4.1                                 Frequency of Reports.

 

                                                (a)                                  Sublicense Agreement Reporting Requirements.  Within thirty (30) days of the end of each Reporting Period during which a sublicense is entered into, Licensee shall report to Licensor (1) the date of the execution of any sublicense agreement and (2) the date of the First Commercial Sale of a Licensed Product that is the subject of the sublicense.

 

                                                (b)                                 After First Commercial Sale.  After the First Commercial Sale of a Licensed Product or Licensee’s first receipt of Sublicense Income, whichever occurs first, Licensee shall deliver to Licensor within forty-five (45) days of the end of each Reporting Period, a report containing information concerning the immediately preceding Reporting Period, as further described in Section 4.2.

 

                                                4.2                                 Content of Reports and Payments.  Each report delivered by Licensee to Licensor shall contain the following information for the immediately preceding Reporting Period:

 

                                                (i)  the total royalty payable on Net Sales in U.S. dollars, together with the exchange rates used for conversion;

 

                                                (ii)  the number of sublicenses entered into for the Patent Rights and Licensed Products and the amount payable to Licensor pertaining to such sublicenses.

 

If no amounts are due to Licensor for any Reporting Period, or no sublicenses were entered into, then no report is due from Licensee for such Reporting Period.

 

                                                4.3                                 Records.  Licensee shall maintain, and shall cause its Affiliates and Sublicensees to maintain, accurate accounting records for the calculation of royalties payable hereunder.  Licensee shall retain such records for three (3) years following the end of the calendar year to which they pertain.  Upon thirty (30) days advance written notice by Licensor and not more than

 

 

 

* CONFIDENTIAL TREATMENT REQUESTED

 

9



 

 

once in any twelve (12) month period, Licensee shall make available upon reasonable advance notice during normal business hours such records for examination by independent certified public accountants appointed by Licensor and acceptable to Licensee, solely to the extent necessary to verify Licensee’s calculations of amounts due under this Agreement.

 

Such examination shall be limited to a period of time no more than three (3) calendar years immediately preceding the request for examination.
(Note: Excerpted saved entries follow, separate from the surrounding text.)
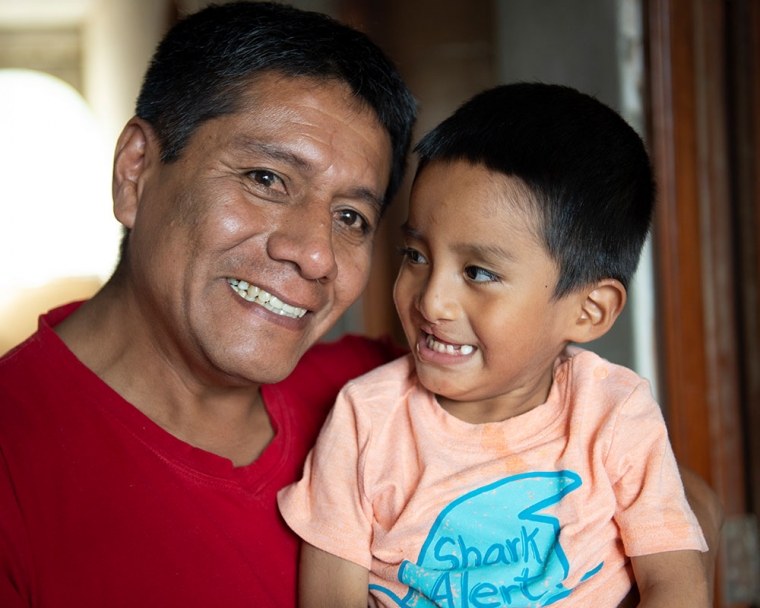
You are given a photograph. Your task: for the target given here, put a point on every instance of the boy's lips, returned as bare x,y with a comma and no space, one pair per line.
445,347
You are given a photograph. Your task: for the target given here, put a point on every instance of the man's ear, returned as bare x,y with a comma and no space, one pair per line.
136,152
599,307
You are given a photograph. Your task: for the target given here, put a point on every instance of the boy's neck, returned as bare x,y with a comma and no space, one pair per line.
501,407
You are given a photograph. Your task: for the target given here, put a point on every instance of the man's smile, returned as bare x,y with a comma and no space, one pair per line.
252,293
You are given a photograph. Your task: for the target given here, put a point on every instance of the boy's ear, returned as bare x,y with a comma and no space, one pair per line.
599,308
136,152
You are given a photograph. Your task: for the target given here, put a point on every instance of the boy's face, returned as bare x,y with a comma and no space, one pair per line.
474,293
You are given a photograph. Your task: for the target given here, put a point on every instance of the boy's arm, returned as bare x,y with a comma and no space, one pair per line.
328,581
706,506
673,579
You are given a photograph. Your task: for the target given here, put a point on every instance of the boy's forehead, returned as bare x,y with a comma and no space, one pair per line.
480,190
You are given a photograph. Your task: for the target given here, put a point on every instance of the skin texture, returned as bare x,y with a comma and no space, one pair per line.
475,273
285,194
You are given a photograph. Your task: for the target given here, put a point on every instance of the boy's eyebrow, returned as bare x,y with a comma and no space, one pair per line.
475,249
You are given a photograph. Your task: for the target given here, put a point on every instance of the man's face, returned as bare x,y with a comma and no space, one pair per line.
247,249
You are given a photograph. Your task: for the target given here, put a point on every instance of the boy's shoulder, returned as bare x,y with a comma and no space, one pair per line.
397,376
587,367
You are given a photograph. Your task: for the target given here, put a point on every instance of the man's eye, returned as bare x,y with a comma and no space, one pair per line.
354,220
414,256
267,179
479,275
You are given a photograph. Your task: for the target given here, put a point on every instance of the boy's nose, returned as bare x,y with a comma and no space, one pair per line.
437,300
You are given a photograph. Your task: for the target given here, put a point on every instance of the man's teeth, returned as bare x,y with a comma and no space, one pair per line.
449,349
264,298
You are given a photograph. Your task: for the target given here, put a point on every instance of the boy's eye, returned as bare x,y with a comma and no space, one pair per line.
479,275
267,179
414,256
354,220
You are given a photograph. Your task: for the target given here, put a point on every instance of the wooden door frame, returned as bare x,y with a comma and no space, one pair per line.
703,71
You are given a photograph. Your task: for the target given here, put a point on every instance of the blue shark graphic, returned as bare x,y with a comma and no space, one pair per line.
494,547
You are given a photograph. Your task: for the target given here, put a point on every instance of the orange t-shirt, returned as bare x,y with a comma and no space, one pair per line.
524,512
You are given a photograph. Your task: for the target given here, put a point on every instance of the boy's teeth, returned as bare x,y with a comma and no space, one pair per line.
449,349
252,293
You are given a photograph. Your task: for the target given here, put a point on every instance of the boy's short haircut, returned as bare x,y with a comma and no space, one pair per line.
587,169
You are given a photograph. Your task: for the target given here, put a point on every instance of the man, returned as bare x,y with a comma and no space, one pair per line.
140,452
145,433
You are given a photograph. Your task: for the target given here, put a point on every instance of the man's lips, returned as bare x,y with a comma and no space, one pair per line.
256,294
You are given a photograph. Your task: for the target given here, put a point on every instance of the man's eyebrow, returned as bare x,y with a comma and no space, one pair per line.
277,152
273,151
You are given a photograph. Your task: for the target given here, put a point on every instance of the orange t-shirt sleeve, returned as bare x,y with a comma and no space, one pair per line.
652,511
327,508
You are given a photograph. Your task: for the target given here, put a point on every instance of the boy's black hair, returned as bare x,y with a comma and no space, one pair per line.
202,68
587,169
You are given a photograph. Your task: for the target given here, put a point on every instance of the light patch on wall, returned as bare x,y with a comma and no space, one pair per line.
55,203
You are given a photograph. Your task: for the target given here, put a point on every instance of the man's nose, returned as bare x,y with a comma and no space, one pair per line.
304,238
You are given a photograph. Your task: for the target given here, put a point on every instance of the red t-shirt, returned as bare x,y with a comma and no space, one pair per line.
99,506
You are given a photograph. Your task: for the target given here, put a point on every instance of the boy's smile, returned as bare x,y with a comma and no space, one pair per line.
475,293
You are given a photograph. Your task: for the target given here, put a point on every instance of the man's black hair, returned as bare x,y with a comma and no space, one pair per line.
203,67
587,170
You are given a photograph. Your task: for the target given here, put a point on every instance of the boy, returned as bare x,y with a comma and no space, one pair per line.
497,465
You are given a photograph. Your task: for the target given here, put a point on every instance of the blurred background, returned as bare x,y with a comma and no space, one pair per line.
684,73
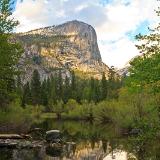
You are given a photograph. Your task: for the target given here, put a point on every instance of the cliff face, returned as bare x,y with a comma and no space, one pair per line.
70,46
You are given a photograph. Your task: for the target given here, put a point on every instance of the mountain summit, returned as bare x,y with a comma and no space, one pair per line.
69,46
The report of any such examination shall be made simultaneously to Licensee and Licensor and shall simply report the amount, if any, by which Licensee has overpaid or underpaid: (i) royalties on a Licensed Product by Licensed Product basis and (ii) amounts payable for sublicensing income. The costs for such examination shall be borne by Licensor. Licensee shall promptly pay any underpayment and shall deduct from the next payment due to Licensor any overpayment. In the event that an audit performed under this Section reveals an underpayment in excess of * percent (*%), Licensee shall bear the full cost of such audit and shall remit any amounts due to Licensor within sixty (60) days of receiving notice thereof from Licensor.